Adapt Only When It Pays: Budgeted Decision-Loss Priority for Delayed Online Time-Series Adaptation

arXiv:2606.25068v1 Announce Type: new Abstract: Online time-series forecasters receive labels only after horizon-dependent delays, while every adaptation step spends limited compute. We study when an online learner should update, not how to adapt at every opportunity, and introduce ADOWIP: a residual-adapter framework with sealed delay queues, exact budget accounting, and auditable update telemetry. Its main scheduler is an observed decision-loss priority gate that updates only after feedback is revealed, when downstream loss, optionally penalized by prediction MSE, exceeds a calibrated empiri
The paper addresses a critical challenge in the deployment of advanced AI systems, particularly in online learning scenarios where computational resources are limited and feedback is delayed.

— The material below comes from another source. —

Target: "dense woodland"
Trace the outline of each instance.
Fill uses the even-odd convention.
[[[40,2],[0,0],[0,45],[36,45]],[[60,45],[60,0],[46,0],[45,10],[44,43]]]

This research provides a framework for more efficient and robust real-time AI adaptation within resource constraints, making advanced AI applications more practical and scalable.
The proposed ADOWIP framework changes how online learning systems prioritize updates, shifting from constant adaptation to a more judicious, decision-loss-driven approach.
- · AI/ML Developers
- · Cloud Computing Providers
- · Autonomous Systems Operators
- · Online Retail/Financial Services
- · Inefficient Online Learning Systems
- · High-Latency AI Deployments
More cost-effective and performant online AI systems will emerge.
This efficiency gain could accelerate the deployment of AI in latency-sensitive and resource-constrained environments.
Broader adoption of such adaptive AI could lead to more robust autonomous agents and complex adaptive systems at scale.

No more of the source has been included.